En tout cas, c’est assez particulier de voir des jeunes Inuit, habillés comme n’importe quel ado nord-américain, dont les grands-parents devaient avoir des croyances toutes autres que les leurs, se trémousser au son de chansons chrétiennes. Sans doute que les Inuit étaient, à la base, des gens très croyants, et que le christianisme est simplement venu changer la nature de ses convictions spirituelles.

Il faut aussi dire que dans une société sans repères, où beaucoup d’adultes sont tout croches, où le sens de la vie apparaît incertain, l’église, ses rites, la communion qu’elle suppose, représente pour ces jeunes un havre de paix, un phare dans une communauté pas mal perdue. Leur foi est sincère, et le bonheur qu’ils avaient à se retrouver ensemble, à danser sur des musiques qu’ils aiment, était manifeste.

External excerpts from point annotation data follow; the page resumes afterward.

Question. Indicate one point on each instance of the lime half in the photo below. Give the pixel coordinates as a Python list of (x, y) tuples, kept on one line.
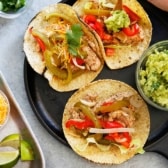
[(12, 140), (26, 151), (8, 158)]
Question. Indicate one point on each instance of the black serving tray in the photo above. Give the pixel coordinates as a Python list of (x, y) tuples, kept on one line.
[(48, 104)]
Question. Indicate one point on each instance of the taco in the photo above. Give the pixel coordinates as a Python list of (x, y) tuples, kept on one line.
[(60, 47), (106, 122), (123, 27)]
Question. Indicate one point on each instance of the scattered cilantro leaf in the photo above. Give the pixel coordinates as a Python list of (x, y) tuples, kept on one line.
[(73, 38), (11, 5)]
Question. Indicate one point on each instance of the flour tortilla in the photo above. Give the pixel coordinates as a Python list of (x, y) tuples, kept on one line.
[(126, 56), (104, 89), (36, 61)]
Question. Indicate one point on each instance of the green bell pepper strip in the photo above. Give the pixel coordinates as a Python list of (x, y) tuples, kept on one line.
[(62, 74), (41, 36)]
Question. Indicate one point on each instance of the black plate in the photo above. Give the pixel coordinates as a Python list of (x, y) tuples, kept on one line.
[(48, 104)]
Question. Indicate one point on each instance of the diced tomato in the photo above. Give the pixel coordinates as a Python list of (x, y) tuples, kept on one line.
[(109, 51), (107, 37), (132, 15), (107, 103), (131, 30), (89, 19), (84, 124)]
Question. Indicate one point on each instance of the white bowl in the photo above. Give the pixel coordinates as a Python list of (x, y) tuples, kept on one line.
[(141, 65), (5, 99)]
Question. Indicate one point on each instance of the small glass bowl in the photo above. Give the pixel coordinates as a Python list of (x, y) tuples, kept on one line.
[(12, 15), (159, 46), (4, 109)]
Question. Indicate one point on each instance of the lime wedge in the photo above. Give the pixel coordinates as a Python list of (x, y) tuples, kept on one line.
[(12, 140), (26, 151), (8, 158)]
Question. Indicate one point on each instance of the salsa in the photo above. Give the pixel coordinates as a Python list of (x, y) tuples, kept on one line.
[(11, 5), (154, 77)]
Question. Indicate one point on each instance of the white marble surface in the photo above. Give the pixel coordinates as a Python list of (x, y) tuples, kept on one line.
[(11, 65)]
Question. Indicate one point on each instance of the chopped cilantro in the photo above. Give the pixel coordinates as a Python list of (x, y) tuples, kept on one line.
[(73, 38), (11, 5)]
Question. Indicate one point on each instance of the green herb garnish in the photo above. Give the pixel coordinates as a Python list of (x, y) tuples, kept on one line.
[(11, 5), (74, 38)]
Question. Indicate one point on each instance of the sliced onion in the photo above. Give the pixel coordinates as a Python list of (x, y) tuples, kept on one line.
[(110, 130), (76, 64), (135, 101), (120, 140), (88, 103)]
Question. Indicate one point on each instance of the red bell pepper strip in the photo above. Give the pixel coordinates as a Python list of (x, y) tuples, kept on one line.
[(131, 30), (123, 139), (109, 51), (79, 61), (132, 15)]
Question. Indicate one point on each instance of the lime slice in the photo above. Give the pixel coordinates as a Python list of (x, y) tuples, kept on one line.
[(8, 158), (26, 151), (12, 140)]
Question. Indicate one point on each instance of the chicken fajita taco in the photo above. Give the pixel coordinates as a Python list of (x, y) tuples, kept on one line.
[(106, 122), (63, 49), (123, 27)]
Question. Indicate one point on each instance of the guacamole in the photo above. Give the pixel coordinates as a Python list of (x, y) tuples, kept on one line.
[(154, 77), (118, 20)]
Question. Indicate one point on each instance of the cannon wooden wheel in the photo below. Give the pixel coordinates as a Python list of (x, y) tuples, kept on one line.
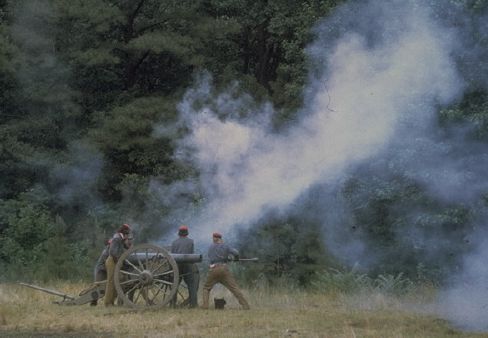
[(146, 276)]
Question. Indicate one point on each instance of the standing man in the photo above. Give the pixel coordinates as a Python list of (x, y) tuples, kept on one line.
[(188, 271), (100, 270), (218, 254), (118, 244)]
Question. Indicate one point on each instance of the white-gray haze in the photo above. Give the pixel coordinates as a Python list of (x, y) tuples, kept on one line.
[(369, 89), (382, 69)]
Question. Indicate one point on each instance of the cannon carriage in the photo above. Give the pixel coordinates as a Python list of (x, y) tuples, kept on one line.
[(145, 276)]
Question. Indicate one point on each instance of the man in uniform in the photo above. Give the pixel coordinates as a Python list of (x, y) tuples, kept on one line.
[(118, 244), (188, 271), (100, 272), (218, 272)]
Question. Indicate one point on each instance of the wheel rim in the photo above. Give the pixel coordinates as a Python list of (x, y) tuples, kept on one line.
[(146, 276)]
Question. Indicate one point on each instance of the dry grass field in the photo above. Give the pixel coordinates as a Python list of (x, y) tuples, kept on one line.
[(26, 312)]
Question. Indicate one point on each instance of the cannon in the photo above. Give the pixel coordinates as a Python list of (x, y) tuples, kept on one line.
[(145, 276)]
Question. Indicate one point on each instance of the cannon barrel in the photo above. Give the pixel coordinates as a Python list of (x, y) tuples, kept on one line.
[(179, 258), (187, 258)]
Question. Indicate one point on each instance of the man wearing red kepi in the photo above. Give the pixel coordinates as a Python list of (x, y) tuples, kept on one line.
[(188, 271), (218, 272)]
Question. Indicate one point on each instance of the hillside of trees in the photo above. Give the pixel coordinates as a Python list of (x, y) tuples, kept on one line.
[(84, 82)]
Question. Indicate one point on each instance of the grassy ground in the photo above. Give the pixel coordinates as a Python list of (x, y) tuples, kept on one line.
[(29, 313)]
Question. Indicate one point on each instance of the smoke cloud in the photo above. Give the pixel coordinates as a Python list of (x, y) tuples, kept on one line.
[(368, 90), (381, 71)]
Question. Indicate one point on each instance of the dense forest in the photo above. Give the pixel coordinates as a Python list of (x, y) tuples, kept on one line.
[(90, 107)]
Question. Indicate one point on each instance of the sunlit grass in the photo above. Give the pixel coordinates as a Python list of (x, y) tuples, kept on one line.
[(25, 312)]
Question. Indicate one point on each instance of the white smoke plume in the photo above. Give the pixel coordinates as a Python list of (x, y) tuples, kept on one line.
[(382, 70), (366, 94)]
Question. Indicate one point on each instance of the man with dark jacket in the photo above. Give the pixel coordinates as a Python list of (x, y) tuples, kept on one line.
[(218, 272), (188, 271), (118, 244)]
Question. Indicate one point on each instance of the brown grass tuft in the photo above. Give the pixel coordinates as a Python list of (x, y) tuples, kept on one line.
[(29, 313)]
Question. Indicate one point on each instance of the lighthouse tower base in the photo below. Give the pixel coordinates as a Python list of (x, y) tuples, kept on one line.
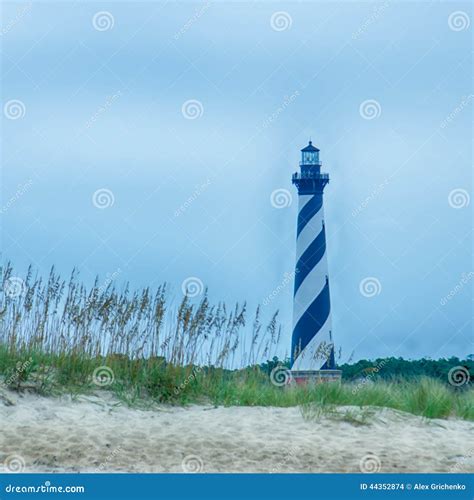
[(302, 377)]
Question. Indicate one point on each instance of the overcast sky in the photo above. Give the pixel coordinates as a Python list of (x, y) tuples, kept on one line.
[(152, 140)]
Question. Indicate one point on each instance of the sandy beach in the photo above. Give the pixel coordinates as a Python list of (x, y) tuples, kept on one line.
[(98, 433)]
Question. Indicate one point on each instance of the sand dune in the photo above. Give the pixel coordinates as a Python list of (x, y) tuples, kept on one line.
[(97, 433)]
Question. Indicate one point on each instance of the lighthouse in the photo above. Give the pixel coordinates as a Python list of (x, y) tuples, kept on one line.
[(312, 347)]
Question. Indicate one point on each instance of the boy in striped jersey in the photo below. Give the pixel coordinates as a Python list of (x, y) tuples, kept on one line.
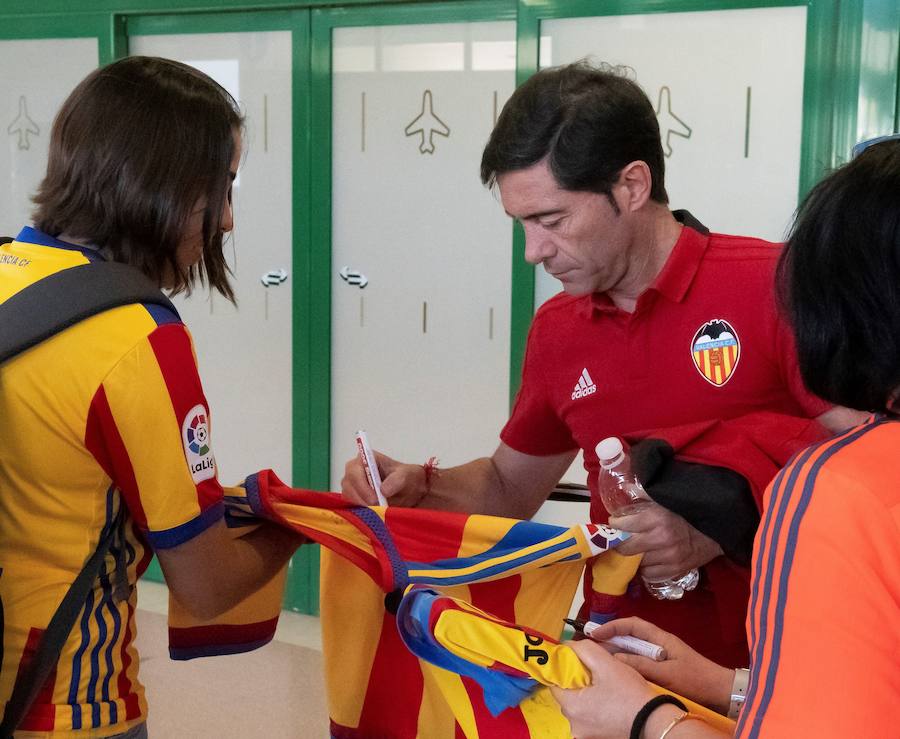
[(105, 425)]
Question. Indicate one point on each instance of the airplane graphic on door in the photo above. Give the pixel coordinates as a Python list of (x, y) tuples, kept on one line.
[(669, 123), (426, 124), (23, 126)]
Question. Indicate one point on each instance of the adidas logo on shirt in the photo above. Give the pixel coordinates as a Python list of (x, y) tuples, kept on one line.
[(584, 387)]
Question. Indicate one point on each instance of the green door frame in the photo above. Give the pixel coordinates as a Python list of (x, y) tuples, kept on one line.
[(106, 28), (301, 593)]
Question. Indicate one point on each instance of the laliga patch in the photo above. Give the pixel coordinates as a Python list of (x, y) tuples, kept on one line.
[(716, 350), (197, 449)]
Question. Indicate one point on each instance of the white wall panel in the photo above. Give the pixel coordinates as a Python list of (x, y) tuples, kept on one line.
[(245, 352), (36, 76), (420, 355)]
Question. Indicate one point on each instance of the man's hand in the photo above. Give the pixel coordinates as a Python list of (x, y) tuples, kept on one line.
[(685, 671), (607, 707), (670, 545), (402, 484)]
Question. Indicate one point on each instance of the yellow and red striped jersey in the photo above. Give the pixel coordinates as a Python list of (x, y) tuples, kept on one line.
[(109, 412)]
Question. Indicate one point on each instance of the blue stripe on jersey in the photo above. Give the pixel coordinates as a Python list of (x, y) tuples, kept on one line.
[(399, 568), (109, 589), (76, 661), (179, 534), (30, 235), (454, 578), (521, 535), (161, 315), (767, 682), (77, 718)]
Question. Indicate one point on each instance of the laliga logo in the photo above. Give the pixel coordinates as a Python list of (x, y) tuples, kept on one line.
[(198, 434), (197, 450)]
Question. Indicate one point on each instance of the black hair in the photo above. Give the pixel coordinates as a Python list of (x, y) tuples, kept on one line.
[(133, 150), (589, 122), (839, 281)]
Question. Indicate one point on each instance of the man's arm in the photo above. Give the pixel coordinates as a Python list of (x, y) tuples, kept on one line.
[(214, 571), (509, 483)]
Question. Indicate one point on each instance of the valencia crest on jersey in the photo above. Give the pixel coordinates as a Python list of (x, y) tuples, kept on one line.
[(197, 445), (716, 350)]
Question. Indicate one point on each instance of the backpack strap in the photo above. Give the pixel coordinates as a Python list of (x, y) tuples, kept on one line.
[(30, 681), (27, 318), (64, 298)]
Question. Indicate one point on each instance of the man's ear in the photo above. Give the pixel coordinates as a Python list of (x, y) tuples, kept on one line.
[(634, 185)]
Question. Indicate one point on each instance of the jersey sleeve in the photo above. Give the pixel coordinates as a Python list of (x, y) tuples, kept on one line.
[(534, 427), (823, 620), (149, 428)]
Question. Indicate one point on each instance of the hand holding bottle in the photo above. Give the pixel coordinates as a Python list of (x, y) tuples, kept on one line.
[(670, 545), (662, 536)]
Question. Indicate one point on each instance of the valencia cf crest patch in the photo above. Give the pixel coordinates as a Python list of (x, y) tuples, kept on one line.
[(716, 350)]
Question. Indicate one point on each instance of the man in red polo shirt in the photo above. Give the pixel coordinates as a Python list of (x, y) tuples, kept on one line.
[(662, 330)]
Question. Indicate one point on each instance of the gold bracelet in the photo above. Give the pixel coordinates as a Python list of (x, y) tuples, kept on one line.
[(686, 716), (738, 692)]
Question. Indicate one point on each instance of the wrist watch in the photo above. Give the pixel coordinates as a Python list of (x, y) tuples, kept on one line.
[(738, 691)]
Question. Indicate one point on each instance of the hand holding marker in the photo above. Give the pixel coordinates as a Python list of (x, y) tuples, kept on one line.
[(630, 644), (367, 457)]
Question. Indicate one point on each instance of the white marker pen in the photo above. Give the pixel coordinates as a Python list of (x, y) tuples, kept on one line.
[(367, 457), (630, 644)]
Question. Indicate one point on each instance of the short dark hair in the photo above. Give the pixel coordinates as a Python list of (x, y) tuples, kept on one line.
[(588, 121), (134, 148), (839, 281)]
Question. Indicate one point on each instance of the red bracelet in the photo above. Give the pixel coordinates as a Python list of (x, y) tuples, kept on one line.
[(431, 470)]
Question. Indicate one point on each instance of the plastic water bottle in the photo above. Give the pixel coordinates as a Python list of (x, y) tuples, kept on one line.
[(622, 493)]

Je vous laisse cogiter là-dessus…

Nicolas XX








2 commentaires:

Alexandre Guay a dit…

Impérialisme canadien?
Dans ce cas de figure on s'attendrait à que ce soit des catholiques ou des anglicans, pas des pentecôtistes. Tu leur demanderas de quand date l'arrivée du pentecôtisme, si ça se trouve c'est très récent.

Manel B a dit…

J'ai entendu dire qu'il y a des pentecôtistes au Québec depuis bien longtemps...des petits groupes mais extrêmement pratiquants! c'est vrai que c'est étonnant qu'il y en ai dans le grand nord, où est passé leur croyance envers les esprits et la nature? Est-ce que ça a disparu?